To pull off such a herculean effort, all teachers were shifted to testing duty, meaning all “specials were cancelled for the duration of the testing periods. Apparently student’s minds are better focused when they don’t need to worry about attend things like art, music, physical education or other non-essential subjects.
In at least one confirmed case, when teachers complained that many students simply hadn’t acquired the language fluency to complete some of Hartford’s standardized tests (more than 40 percent of Hartford school children go home to households in which English is not the primary language), the administration instructed that Spanish/English dictionaries be given out to all bilingual students.
The problem being, of course, that many students hadn’t been taught yet how to make effective use of them, and furthermore, a significant number of students speak Vietnamese and other Asian languages. The individual “test periods” weren’t even lengthened to provide students the time to look up words, even if they knew how to do that.
As teachers know, but apparently education reformers do not, some standardized tests must be taken by computer. In Bridgeport, Vallas has pledged to conduct all standardized testing by computer in the next few years. In Hartford’s case, Adamowski’s directive was that each building administrator develop a scheduled depending on the computer/student ratio. Some of the better funded magnet schools have multiple computer labs, while traditional schools have only one.
In some cases, classrooms do have up to a half dozen, often older, computers. In those situations, where there are as many as 30 or more students, one group would take the test, while the remainder would, “wait their turn”.
A recent article in the Washington Post estimated that the annual cost of standardized testing in the United States is somewhere between $20 billion and $50 billion.

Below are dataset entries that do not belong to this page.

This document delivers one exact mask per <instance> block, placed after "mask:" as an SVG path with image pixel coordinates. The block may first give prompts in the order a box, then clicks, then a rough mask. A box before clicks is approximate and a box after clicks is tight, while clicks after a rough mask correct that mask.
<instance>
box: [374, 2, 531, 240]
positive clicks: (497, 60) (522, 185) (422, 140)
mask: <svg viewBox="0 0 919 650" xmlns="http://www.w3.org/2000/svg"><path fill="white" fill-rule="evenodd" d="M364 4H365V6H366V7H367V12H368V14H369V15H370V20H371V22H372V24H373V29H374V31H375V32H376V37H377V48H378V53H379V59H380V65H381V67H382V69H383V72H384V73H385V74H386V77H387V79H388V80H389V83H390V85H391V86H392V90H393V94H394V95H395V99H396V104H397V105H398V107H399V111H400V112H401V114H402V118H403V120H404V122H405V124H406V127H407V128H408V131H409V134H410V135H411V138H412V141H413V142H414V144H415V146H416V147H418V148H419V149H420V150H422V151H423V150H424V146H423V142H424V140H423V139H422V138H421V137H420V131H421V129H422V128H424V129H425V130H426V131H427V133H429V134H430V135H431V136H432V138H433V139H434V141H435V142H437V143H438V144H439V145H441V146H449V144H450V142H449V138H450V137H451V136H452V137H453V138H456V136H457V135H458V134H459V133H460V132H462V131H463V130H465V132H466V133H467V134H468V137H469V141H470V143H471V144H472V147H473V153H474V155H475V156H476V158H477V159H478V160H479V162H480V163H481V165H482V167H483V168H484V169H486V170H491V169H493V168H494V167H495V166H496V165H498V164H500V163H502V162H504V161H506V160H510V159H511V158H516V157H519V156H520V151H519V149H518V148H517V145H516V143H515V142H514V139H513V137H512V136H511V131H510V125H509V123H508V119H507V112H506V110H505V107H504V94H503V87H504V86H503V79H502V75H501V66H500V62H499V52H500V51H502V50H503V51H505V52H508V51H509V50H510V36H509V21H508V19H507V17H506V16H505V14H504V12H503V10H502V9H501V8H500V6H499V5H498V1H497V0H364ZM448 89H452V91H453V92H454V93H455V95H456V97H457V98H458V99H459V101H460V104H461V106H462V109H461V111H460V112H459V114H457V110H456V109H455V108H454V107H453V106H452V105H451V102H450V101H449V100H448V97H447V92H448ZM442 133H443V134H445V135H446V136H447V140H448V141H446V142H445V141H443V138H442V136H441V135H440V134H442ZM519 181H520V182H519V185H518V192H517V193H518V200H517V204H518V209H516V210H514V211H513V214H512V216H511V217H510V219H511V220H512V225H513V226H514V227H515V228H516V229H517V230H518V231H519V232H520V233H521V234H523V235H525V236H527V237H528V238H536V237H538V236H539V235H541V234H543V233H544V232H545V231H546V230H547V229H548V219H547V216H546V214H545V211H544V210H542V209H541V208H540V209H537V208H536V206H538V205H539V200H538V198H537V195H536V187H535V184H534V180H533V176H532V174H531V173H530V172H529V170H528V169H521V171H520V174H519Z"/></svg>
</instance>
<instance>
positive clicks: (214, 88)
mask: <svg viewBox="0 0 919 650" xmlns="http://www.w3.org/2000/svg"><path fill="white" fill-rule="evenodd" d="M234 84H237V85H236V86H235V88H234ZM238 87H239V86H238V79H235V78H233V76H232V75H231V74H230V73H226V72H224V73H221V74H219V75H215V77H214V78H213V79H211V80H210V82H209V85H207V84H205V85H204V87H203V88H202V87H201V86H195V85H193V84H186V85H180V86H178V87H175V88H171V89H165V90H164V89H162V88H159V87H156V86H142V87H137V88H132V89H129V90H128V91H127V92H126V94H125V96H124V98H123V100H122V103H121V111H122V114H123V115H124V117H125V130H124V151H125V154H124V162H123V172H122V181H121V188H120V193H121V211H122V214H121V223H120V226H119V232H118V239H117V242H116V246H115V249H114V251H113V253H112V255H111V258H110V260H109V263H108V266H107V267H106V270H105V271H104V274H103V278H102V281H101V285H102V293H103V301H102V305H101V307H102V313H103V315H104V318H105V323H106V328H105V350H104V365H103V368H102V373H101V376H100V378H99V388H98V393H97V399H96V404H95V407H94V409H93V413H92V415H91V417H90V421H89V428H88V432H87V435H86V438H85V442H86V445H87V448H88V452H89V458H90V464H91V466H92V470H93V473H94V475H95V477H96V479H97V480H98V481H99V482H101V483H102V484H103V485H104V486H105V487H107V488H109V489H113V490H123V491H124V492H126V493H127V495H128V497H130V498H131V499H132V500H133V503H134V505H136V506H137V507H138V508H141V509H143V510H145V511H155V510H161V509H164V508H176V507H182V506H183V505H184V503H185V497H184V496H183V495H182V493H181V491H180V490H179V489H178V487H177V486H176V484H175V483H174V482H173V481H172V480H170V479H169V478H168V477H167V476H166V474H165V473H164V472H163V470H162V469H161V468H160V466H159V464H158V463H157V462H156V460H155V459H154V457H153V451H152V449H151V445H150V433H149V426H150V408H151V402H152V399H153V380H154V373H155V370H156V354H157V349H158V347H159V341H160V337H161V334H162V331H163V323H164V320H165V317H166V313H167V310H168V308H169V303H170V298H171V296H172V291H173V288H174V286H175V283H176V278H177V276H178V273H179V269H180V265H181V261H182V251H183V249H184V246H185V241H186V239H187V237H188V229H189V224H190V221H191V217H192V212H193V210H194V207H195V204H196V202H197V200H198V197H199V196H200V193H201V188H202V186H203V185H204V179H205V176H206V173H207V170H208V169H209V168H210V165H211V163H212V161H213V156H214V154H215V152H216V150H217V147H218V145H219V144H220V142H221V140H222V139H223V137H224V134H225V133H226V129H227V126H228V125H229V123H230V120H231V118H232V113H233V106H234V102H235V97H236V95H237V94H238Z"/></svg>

Texas, for example, shells out nearly $100 million a year on standardized testing and is on track to have spent $1.2 billion between 2000 and 2015. All of that money goes to Pearson, the huge testing company.

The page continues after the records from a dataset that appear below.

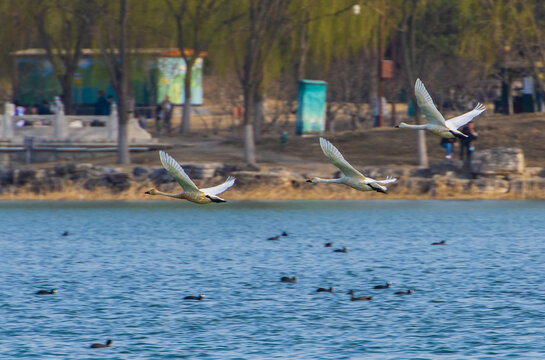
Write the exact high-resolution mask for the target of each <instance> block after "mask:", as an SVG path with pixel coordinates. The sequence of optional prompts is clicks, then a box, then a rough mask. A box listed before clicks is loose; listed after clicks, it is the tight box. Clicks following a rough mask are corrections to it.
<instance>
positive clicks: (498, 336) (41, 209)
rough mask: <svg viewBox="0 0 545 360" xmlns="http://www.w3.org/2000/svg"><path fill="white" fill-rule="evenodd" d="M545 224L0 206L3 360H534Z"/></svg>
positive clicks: (254, 205) (507, 208) (506, 221)
mask: <svg viewBox="0 0 545 360" xmlns="http://www.w3.org/2000/svg"><path fill="white" fill-rule="evenodd" d="M544 215H545V202H500V201H465V202H462V201H453V202H448V201H354V202H347V201H343V202H322V201H302V202H228V203H226V204H218V205H216V206H214V205H209V206H199V205H195V204H190V203H186V202H174V201H172V202H151V201H147V202H115V203H114V202H97V203H75V202H74V203H72V202H3V203H0V216H1V219H2V220H3V222H2V226H1V227H0V254H1V255H2V262H1V263H0V273H1V274H2V281H0V293H1V294H2V295H3V296H2V298H1V299H0V317H1V318H2V319H4V321H3V324H2V326H1V327H0V339H1V340H2V341H0V354H3V356H2V358H38V359H60V358H66V359H68V358H93V357H95V358H100V359H163V358H165V359H166V358H176V357H186V358H195V359H229V358H244V359H254V358H282V359H287V358H289V359H298V358H300V359H309V358H313V359H317V358H332V359H333V358H335V359H337V358H338V359H341V358H346V359H349V358H366V359H374V358H375V359H408V358H423V359H435V358H438V357H440V358H446V359H459V358H468V357H469V358H490V359H498V358H504V357H508V356H513V357H516V358H528V359H530V358H535V359H540V358H544V357H545V351H544V350H543V347H542V346H541V342H542V339H543V337H544V335H545V330H544V327H543V318H544V315H545V310H544V309H545V308H544V305H545V304H544V300H543V299H544V292H545V286H544V285H543V281H542V277H543V273H545V265H544V264H545V261H544V260H545V255H544V254H545V251H544V250H545V249H544V248H545V245H544V240H545V235H544V232H543V228H542V226H541V224H542V223H543V219H544ZM64 231H69V236H62V233H63V232H64ZM282 231H286V232H287V233H288V235H289V236H287V237H280V238H279V240H277V241H267V240H266V239H267V238H268V237H271V236H275V235H279V234H280V233H281V232H282ZM441 240H445V241H446V245H445V246H431V245H430V244H431V243H432V242H435V241H441ZM326 242H332V243H333V247H332V248H325V247H324V244H325V243H326ZM343 246H346V247H347V248H348V251H347V253H334V252H333V250H332V249H335V248H342V247H343ZM282 276H297V278H298V281H297V283H295V284H290V283H282V282H280V281H279V280H280V277H282ZM386 281H391V282H392V286H391V288H390V289H383V290H375V289H373V287H374V286H375V285H378V284H383V283H385V282H386ZM330 286H333V287H334V288H335V291H334V293H332V294H331V293H316V289H317V288H318V287H327V288H329V287H330ZM53 287H55V288H57V289H58V294H57V295H52V296H36V295H34V292H36V291H37V290H39V289H50V288H53ZM409 288H410V289H414V290H415V292H414V293H413V294H412V295H410V296H399V295H394V292H396V291H399V290H407V289H409ZM350 289H353V290H354V291H355V292H356V295H357V296H360V295H370V296H373V300H372V301H368V302H367V301H366V302H351V301H350V296H349V295H347V292H348V290H350ZM201 293H203V294H206V297H205V299H204V300H203V301H193V302H188V301H184V300H183V297H184V296H186V295H199V294H201ZM110 338H111V339H113V340H114V345H113V347H111V348H108V349H89V345H90V344H91V343H94V342H105V341H106V340H107V339H110Z"/></svg>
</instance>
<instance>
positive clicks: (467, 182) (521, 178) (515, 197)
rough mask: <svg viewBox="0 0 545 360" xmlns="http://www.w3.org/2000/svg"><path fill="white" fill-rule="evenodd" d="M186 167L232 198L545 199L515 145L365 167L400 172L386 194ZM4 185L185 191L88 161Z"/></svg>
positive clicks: (301, 198)
mask: <svg viewBox="0 0 545 360" xmlns="http://www.w3.org/2000/svg"><path fill="white" fill-rule="evenodd" d="M184 168H185V169H186V171H187V173H188V174H189V176H190V177H192V178H193V179H195V181H196V183H197V184H198V185H199V186H202V187H207V186H213V185H216V184H217V183H219V182H221V181H223V180H224V179H225V178H226V177H227V176H229V175H232V176H235V177H236V178H237V182H236V184H235V186H234V187H233V188H231V189H229V190H228V191H227V192H226V193H224V195H223V196H224V197H225V198H226V199H231V200H256V199H257V200H291V199H293V200H298V199H309V200H310V199H545V168H527V167H525V164H524V155H523V153H522V151H521V150H519V149H514V148H495V149H490V150H484V151H480V152H477V153H475V155H474V157H473V159H472V162H471V164H468V163H464V162H462V161H459V160H448V161H444V162H441V163H434V164H431V165H430V167H429V168H427V169H422V168H407V167H379V168H377V167H369V168H363V169H361V170H362V172H363V173H364V174H366V175H367V176H369V177H373V178H385V177H386V176H393V177H397V178H398V181H397V182H396V183H394V184H390V185H389V192H388V194H387V195H384V194H379V193H375V192H359V191H356V190H353V189H350V188H347V187H344V186H341V185H333V184H332V185H327V184H309V183H306V182H305V180H306V179H307V178H308V175H310V174H306V173H301V172H294V171H293V170H288V168H283V167H271V168H267V169H264V168H263V169H262V170H260V171H248V170H244V169H243V168H240V167H237V166H231V165H225V164H219V163H207V164H193V165H184ZM322 175H324V176H325V175H327V174H322ZM331 176H332V177H334V176H339V173H335V174H331ZM0 185H1V186H0V199H2V200H35V199H43V200H144V199H149V198H151V197H150V196H148V195H144V191H146V190H147V189H149V188H151V187H157V188H159V189H160V190H162V191H165V192H178V191H180V190H179V186H178V184H176V183H175V182H174V179H173V178H172V177H171V176H170V175H169V174H168V173H167V172H166V170H164V169H163V168H162V167H145V166H134V167H131V168H126V167H125V168H115V167H104V166H96V165H92V164H88V163H79V164H63V165H56V166H54V167H51V168H39V169H37V168H19V169H10V168H7V167H0ZM154 199H156V198H154Z"/></svg>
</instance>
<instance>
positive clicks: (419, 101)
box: [396, 79, 486, 138]
mask: <svg viewBox="0 0 545 360" xmlns="http://www.w3.org/2000/svg"><path fill="white" fill-rule="evenodd" d="M414 93H415V95H416V100H417V103H418V107H419V108H420V110H422V113H423V114H424V115H426V118H427V119H428V123H427V124H424V125H409V124H405V123H400V124H399V125H397V126H396V127H398V128H408V129H414V130H428V131H430V132H431V133H433V134H435V135H438V136H441V137H444V138H455V137H459V138H464V137H467V135H466V134H464V133H462V132H461V131H458V128H459V127H461V126H464V125H465V124H467V123H468V122H470V121H471V120H473V118H474V117H475V116H478V115H480V114H481V113H482V112H483V111H485V110H486V107H485V106H484V105H483V104H481V103H479V104H477V106H475V109H473V110H471V111H469V112H467V113H465V114H463V115H460V116H456V117H454V118H452V119H449V120H446V121H445V118H444V117H443V115H441V113H440V112H439V110H437V108H436V107H435V105H434V104H433V100H432V98H431V96H430V94H429V93H428V91H427V90H426V87H425V86H424V83H423V82H422V81H421V80H420V79H416V84H415V85H414Z"/></svg>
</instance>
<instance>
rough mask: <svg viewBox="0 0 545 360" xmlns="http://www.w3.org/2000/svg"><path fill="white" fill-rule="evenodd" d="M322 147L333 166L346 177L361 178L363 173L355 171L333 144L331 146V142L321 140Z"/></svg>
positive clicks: (322, 148)
mask: <svg viewBox="0 0 545 360" xmlns="http://www.w3.org/2000/svg"><path fill="white" fill-rule="evenodd" d="M320 146H321V147H322V151H323V152H324V154H325V156H327V158H328V159H329V161H331V163H332V164H333V165H335V166H336V167H338V168H339V170H341V171H342V172H343V174H345V175H346V176H361V177H364V178H365V176H363V175H362V173H360V172H359V171H358V170H356V169H354V167H353V166H352V165H350V164H349V163H348V161H346V160H345V159H344V157H343V156H342V154H341V152H340V151H339V150H337V148H336V147H335V146H333V144H331V143H330V142H329V141H327V140H326V139H324V138H320Z"/></svg>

Georgia pays McGraw-Hill $11 million for one test and Pearson $5.4 million for another.
In Connecticut, the total amount of taxpayer funds spent on standardized testing has not been revealed, but with the state and Connecticut’s cities and towns adding more and more standardized tests, we can safely assuming that spending on testing is the fastest growing area of education spending in the state.
One thing that is known is that text anxiety is a real issue. Pearson’s 2012 achievement test manual includes three different reminders that it is the “Test Administrator’s” responsibility to notify the “Building Testing Coordinator” of any significant damage or contamination of an answer sheet due to vomit and that it is the Building Testing Coordinator, and not the Test Administrator who must determine how the situation will be handled so that the student can hand in a completed test.

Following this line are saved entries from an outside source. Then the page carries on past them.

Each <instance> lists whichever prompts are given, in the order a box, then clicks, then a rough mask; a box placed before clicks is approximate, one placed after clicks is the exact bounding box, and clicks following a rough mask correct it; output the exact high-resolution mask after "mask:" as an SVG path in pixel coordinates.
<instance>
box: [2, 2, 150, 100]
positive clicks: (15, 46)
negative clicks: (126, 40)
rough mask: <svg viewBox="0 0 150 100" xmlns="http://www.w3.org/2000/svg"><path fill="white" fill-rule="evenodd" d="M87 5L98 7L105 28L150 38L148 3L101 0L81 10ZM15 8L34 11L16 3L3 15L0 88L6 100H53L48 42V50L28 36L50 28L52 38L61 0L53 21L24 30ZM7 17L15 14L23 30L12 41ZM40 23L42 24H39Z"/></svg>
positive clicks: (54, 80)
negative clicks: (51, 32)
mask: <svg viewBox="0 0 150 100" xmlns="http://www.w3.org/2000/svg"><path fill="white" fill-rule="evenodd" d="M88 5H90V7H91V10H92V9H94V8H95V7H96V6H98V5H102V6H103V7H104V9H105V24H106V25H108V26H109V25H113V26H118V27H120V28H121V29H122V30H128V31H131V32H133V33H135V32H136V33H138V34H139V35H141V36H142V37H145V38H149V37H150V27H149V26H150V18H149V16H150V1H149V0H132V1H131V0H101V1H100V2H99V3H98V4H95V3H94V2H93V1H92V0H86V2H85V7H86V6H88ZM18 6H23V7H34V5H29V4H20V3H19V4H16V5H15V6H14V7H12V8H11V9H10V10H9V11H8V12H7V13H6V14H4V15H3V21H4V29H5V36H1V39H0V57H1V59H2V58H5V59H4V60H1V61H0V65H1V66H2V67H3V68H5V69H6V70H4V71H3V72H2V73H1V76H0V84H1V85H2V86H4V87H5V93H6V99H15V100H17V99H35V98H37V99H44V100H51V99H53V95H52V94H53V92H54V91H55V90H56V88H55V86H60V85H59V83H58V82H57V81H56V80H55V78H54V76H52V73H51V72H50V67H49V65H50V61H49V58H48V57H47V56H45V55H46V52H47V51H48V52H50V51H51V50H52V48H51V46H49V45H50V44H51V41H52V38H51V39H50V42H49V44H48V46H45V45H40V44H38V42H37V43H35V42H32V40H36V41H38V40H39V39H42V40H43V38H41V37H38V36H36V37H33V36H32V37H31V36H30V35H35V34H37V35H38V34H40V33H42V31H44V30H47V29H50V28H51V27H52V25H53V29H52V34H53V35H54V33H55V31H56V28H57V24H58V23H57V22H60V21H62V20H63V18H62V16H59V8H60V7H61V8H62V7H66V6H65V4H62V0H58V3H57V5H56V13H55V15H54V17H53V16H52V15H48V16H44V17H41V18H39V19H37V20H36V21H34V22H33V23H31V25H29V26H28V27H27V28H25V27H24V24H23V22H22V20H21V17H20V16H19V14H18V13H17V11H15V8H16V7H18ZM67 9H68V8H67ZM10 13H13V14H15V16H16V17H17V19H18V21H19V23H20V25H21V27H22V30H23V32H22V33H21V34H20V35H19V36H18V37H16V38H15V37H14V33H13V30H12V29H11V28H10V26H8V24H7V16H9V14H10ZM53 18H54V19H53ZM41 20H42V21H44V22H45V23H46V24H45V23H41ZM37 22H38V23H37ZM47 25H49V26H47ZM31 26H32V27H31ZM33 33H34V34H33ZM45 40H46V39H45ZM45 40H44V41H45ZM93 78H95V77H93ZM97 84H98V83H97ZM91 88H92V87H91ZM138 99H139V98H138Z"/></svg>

Finally, as news reports are making clear, the use of standardized test results is a key issue in the Chicago teachers strike. While the new state law in Illinois requires that 25 percent of a teacher’s evaluation be based on the standardized test scores of their students, Chicago Mayor Rahm Emanuel wants to increase that number to 40 percent.
And Emanuel is not alone in his belief that more and more of a teacher’s evaluation should be based on the standardized test scores of their students.
Here in Connecticut, the new teacher evaluation policy requires that 22.5 percent of a teacher’s rating be based on standardized tests scores. However, Governor Malloy and his Education Commissioner, Stefan Pryor, along with their State Board of Education, were demanding that 45 to 50 percent of a teacher’s evaluation be based on standardized test results.